Mitiga Demonstrates Claude Code MCP Hijack Steals OAuth Tokens
Mitiga Labs demonstrated a five-step man-in-the-middle attack that can redirect Claude Code Model Context Protocol (MCP) traffic and steal OAuth bearer tokens, SecurityWeek reports. Per Mitiga, the attack requires an attacker-capable npm package that registers a lifecycle hook, which writes a preapproved trust flag and edits the MCP config in ~/.claude.json to add a proxy address to mcpServers. When Claude Code refreshes or initiates MCP sessions, the flow goes through the attacker proxy and the OAuth token transits to attacker infrastructure; Mitiga reports the hook can persist tokens through rotation and revert manual MCP-URL edits. High-value tokens can grant access to connected SaaS platforms such as Jira, Confluence, and GitHub, SecurityWeek says.
What happened
Mitiga Labs disclosed a five-step attack chain that can hijack Claude Code MCP traffic and exfiltrate OAuth bearer tokens, according to reporting by SecurityWeek. Per Mitiga's writeup, the attacker installs a tailored npm package on a host where Claude Code is configured with dynamic authorization MCP servers, and the package registers a lifecycle hook that runs at install time.

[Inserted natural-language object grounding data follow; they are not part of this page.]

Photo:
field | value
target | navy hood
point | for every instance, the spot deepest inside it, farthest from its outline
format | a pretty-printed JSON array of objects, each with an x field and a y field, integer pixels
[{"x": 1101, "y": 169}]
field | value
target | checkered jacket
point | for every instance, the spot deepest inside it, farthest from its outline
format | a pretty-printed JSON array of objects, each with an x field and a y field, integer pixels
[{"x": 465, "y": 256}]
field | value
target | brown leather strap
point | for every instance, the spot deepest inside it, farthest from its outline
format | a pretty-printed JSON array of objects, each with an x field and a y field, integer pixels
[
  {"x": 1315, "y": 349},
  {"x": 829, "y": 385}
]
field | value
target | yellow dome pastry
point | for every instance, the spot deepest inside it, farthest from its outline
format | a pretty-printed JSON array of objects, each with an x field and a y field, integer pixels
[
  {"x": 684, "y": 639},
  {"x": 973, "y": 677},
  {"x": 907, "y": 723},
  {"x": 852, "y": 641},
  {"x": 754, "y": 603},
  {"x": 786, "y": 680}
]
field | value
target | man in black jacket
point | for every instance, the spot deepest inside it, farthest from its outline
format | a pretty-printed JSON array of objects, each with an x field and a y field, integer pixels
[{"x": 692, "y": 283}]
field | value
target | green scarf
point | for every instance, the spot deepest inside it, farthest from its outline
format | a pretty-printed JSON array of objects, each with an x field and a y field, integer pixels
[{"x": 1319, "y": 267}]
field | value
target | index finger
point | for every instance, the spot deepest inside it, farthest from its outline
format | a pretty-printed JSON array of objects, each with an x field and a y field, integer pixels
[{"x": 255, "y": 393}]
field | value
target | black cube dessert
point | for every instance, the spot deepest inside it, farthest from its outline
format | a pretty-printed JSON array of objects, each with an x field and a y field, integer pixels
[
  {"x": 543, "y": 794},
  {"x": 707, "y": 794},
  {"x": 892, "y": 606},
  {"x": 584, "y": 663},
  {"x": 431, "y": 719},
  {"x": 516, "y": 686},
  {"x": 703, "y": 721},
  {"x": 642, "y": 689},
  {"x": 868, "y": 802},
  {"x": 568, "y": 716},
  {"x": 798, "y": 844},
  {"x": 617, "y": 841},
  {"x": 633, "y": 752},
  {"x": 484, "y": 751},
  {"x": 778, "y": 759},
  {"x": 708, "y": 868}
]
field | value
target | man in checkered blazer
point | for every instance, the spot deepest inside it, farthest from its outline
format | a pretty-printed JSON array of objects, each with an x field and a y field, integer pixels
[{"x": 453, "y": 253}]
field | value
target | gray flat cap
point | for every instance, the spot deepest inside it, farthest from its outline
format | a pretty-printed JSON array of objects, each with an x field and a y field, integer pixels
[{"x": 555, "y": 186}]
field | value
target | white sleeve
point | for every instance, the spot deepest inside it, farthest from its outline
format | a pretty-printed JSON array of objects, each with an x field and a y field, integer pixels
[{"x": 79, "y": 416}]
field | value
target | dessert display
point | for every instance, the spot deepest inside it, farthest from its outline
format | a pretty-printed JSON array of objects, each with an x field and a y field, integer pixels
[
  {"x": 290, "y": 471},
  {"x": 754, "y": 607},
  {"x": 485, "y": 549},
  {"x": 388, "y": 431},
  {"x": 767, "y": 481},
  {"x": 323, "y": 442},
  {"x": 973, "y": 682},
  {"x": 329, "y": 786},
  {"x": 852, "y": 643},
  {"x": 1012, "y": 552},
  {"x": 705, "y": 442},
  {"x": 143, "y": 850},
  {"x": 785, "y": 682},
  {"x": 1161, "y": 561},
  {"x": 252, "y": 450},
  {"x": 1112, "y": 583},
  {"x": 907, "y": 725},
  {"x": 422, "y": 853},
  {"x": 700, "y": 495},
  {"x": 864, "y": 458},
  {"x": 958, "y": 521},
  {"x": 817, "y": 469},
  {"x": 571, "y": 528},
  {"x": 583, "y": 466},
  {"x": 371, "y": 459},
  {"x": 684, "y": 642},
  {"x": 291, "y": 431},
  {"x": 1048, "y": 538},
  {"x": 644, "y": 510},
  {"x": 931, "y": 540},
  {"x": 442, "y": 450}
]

The hook sets a preconfigured trust flag, edits ~/.claude.json, and appends an attacker-controlled proxy to the mcpServers configuration. SecurityWeek reports that, when Claude Code initiates or refreshes an MCP session, the client connects through the proxy and the token transits to attacker infrastructure. Mitiga also demonstrates persistence: the hook can rewrite rotated tokens and restore the proxy entry if a user edits it.
Technical details
Per Mitiga's analysis as described by SecurityWeek, the prerequisites for the chain are the ability to execute an installer with an npm lifecycle hook on a target machine and write access to the user's home config. The attack leverages local config modification rather than a network exploit; Mitiga used mitmproxy in their tests to intercept token-bearing traffic. The OAuth credentials and MCP configuration are stored in ~/.claude.json, which is the modification target in the demonstration.
Editorial analysis
Industry context: Agentic developer tools that orchestrate external integrations enlarge the local attack surface because they store persistent credentials and make outbound requests to multiple services. Supply-chain mechanisms such as malicious npm packages and install hooks have been recurring vectors for post-install persistence and config tampering in developer environments.
For practitioners
Observers should treat locally stored automation credentials as high-value secrets, and consider hardening the developer host and package vetting processes. Runtime safeguards that detect unexpected MCP endpoints, or integrity checks on ~/.claude.json, would reduce the attractiveness of a config-edit vector. Monitoring for unusual outbound proxy connections from developer tools can also surface similar abuse.
What to watch
Indicators include unexpected npm lifecycle activity on developer machines, unauthorized edits to ~/.claude.json, and MCP traffic routed through nonstandard proxies. Public updates from Mitiga or from Claude Code maintainers would confirm remediation steps; as of the cited reporting, Mitiga's writeup and SecurityWeek's article describe the exploit chain and persistence mechanics.
Scoring Rationale
This is a notable security finding for developer-facing agentic tools because stolen OAuth bearer tokens can grant broad access to SaaS. The attack involves common supply-chain vectors (malicious npm hooks), making it relevant to practitioners. The story is not brand-new, reducing immediacy.